«Tiempo… Energía… Tiempo… Energía…»
«Un paquete de fugas improbables.»
Murmullos de aburrimiento, hastío. Luego, quejas.
«Oiga, jefe, tengo una sensación extraña.»
«Como si me estuvieran rascando la espalda, como si ya no quedara tiempo.»
«La melancolía de los sueños, su absoluta futilidad.»
«¿Hay alguien aquí, además de nosotros?»
Como si estuviera dentro de una cloaca, por el agujero del desagüe veo los zapatos oscuros de un hombre, el pantalón gris sólo hasta la altura de las rodillas. Si el sujeto se aleja puedo ampliar mi campo de observación hasta la cintura. Nunca le veo el tronco ni mucho menos la cara.
El hombre pasea por la calle desierta, siempre siguiendo una franja real o imaginaria. En ningún momento se sale de mi campo visual.
Alguien me susurra, casi pegado al oído: «Ten cuidado con el sudamericano…»
Al mirar por encima de mi hombro sólo veo oscuridad; constato que en efecto estoy dentro de una cloaca…

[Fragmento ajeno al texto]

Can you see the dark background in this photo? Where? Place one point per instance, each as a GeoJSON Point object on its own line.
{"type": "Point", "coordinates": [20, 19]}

Viejas fotografías borrosas de 1920, Pleumeur-Bodou, Terzeff y yo atravesamos un puente de hierro, al llegar al otro lado nos volvemos y saludamos con los sombreros -salvo Terzeff, que lo hace con un pañuelo blanco- a una silueta vacilante que poco a poco se pierde; al llegar a una plaza descubro que han instalado un patíbulo; un patíbulo nuevo, dicen Pleumeur-Bodou y Terzeff, pero sus labios apenas exhalan un sonido infrahumano; por las ventanas se desliza un airecillo de otoño, ¿pero es otoño?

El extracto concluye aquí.